“魚人島的魚人們!”霍迪再說完這一句話,突然就沒了生息。
他停頓了下來,轉而看向尼普頓,說道:“尼普頓...這是你最後一次機會了。”
最後一次機會,最後一次向他妥協的機會。
“你只需要同意反攻人類就行,那樣我就能饒過你。”
如果透過暴力的手段,並不會有多少魚人響應他,霍迪清楚的知道這一點。可如果是尼普頓王所釋出的命令,即使是甚平也可能也會同意,這就是分別。尼普頓王在這個魚人島上就是具備著如此的響應力。
尼普頓沒有吱聲,他搖了搖頭,對這件事進行了拒絕。
“...如果你拒絕的話,死的可能或許不止是你一個,還有你的兒子和最疼愛的白星公主。”
尼普頓面色改變,但最終還是沒有出聲,他還是不能改變這個想法。魚人島的魚人全部加起來,數量可能還達不到一個普通中等人類國家的數量。更別說還有大海上密密麻麻數之不盡的島嶼上無法統計數量的人類。
如果他同意的話,那麼死的或許就不是僅僅他們這些皇族了,而是整個魚人島所有的魚人。
這並不是他危言聳聽而來的胡思亂想,人類與魚人的實力差距就是有那麼懸殊。唯一適合魚人族的方法,僅有他妻子乙姬提出的和諧共處的方式。
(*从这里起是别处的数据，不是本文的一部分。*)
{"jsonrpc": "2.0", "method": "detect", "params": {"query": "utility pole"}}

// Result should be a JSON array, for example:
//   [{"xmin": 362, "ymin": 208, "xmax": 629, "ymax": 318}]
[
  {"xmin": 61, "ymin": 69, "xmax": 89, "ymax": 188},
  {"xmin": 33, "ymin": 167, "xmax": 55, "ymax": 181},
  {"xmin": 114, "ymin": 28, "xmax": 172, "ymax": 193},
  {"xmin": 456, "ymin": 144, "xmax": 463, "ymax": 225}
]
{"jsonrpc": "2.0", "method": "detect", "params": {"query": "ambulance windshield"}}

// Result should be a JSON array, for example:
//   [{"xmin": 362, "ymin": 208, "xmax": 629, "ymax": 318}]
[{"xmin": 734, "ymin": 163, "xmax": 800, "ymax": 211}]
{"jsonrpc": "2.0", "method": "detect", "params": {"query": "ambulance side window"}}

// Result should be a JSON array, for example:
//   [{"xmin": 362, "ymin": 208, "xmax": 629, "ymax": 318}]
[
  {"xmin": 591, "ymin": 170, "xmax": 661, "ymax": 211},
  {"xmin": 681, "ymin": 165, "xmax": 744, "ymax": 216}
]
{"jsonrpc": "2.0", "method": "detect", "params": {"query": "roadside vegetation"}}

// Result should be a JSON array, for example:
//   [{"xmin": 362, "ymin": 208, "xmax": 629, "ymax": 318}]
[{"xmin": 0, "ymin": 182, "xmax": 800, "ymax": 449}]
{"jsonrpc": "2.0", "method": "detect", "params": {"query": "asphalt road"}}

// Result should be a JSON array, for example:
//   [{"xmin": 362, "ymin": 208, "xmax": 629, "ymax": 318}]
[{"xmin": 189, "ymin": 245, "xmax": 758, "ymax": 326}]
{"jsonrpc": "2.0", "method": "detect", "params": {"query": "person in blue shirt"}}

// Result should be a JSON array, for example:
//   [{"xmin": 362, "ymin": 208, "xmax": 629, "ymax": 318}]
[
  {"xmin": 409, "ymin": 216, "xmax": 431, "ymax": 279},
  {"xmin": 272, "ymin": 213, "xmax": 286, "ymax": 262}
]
他並不能因為擔憂自己兒女的死活,就把全島嶼的魚人搭上。尼普頓認為就算他死去了,他的兒女們也死去了,一樣會出現優秀的統治者帶領著前進。至於霍迪?他相信在霍迪對人類露出了獠牙的一刻,便會帶來滅亡的命運。
“你這可惡的傢伙!真的考慮好了嗎?”霍迪憤怒道,他不理解尼普頓王的為何寧願犧牲自己的子女,也要對人類低頭哈腰。
尼普頓王不為所動,甚平的眼底閃過了精光,他自然理解尼普頓王的想法。然而這樣的抉擇卻不是一個普通的人可以做出的,將子民的生命放在了自己與兒女的上面,比起再多的讚美,沒有什麼是比這更有說服力的了。
“停手吧,霍迪,現在收手的話還來得及。”甚平說。
霍迪卻不打算買他的賬,雖然在以往他把甚平和阿龍當做自己的人生目標來進行崇拜,可是這並不代表著永遠,他已經不是那個只能崇拜他人的小破孩了。
“停手?我根本就還沒開始。”
霍迪從尼普頓拒絕的憤怒中脫離了出來,他將注意力再次投在了這次的宣講上,通向整個魚人島的廣播再次響起。
“動手吧。”
在他的命令下,除卻在這個廣場裡展露出獠牙和利爪的魚人外,其他鎮上也出現了大量的魚人街魚人,他們拿著槍迫使著普通魚人聽他們的命令。
“你們要做的僅僅只是踩踏一張相片就足以了。”他說。
在霍迪說完後,新人魚海賊團的船員們遵從著船長的命令,將相片取出放在了地上。圖片很清晰,讓看到的每一個人都感到驚愕,因為這張相片上的人物正是龍宮城的王妃乙姬,也就是尼普頓王的妻子。
她是一個已經逝去的人,踩踏逝去人的相片,這種不敬的行為即使那張相片是普通人,也沒什麼願意,更何況那張相片上的乙姬大人是他們尊敬的人。
這種行為他們根本就做不出。
即使是在魚人街魚人持槍的情況下,所有人都顯得猶豫。
霍迪面露笑容並不意外,為了給他的計劃再加點推動力,霍迪將手中的叉狀武器刺入了尼普頓的身體內,劇烈的疼痛感,讓尼普頓不由得發出了悶哼的痛聲。
“霍迪!”甚平對著霍迪吼道。他試圖掙脫鎖鏈,但是身上被烙上的傷勢卻不停地傳來刺痛,讓他發不了力。
整個廣場的人也無法接受這件事...都想要奮起反抗,卻在從旁湧出的人類海賊下給壓制了回來。
混亂的聲音夾雜著尼普頓王的悶哼聲,讓魚人島聽著廣播的居民意識到了突發的變故。即使尼普頓強忍著不發出聲音,可是對於尼普頓王聲音並不陌生的魚人居民來說,卻足以辨認了。
而似乎這個混亂的預兆是某種指令,新人魚海賊團的魚人也沒有留手,他們拿起了手中的槍支,對著臨近的魚人民眾掃射了一下。
混亂持續了一段時間,在最外圍有新人魚海賊團船員把手的情況下,除了少數一些躲在家中的魚人居民,其他的魚人還是依舊停留在他們小鎮的廣播區域處。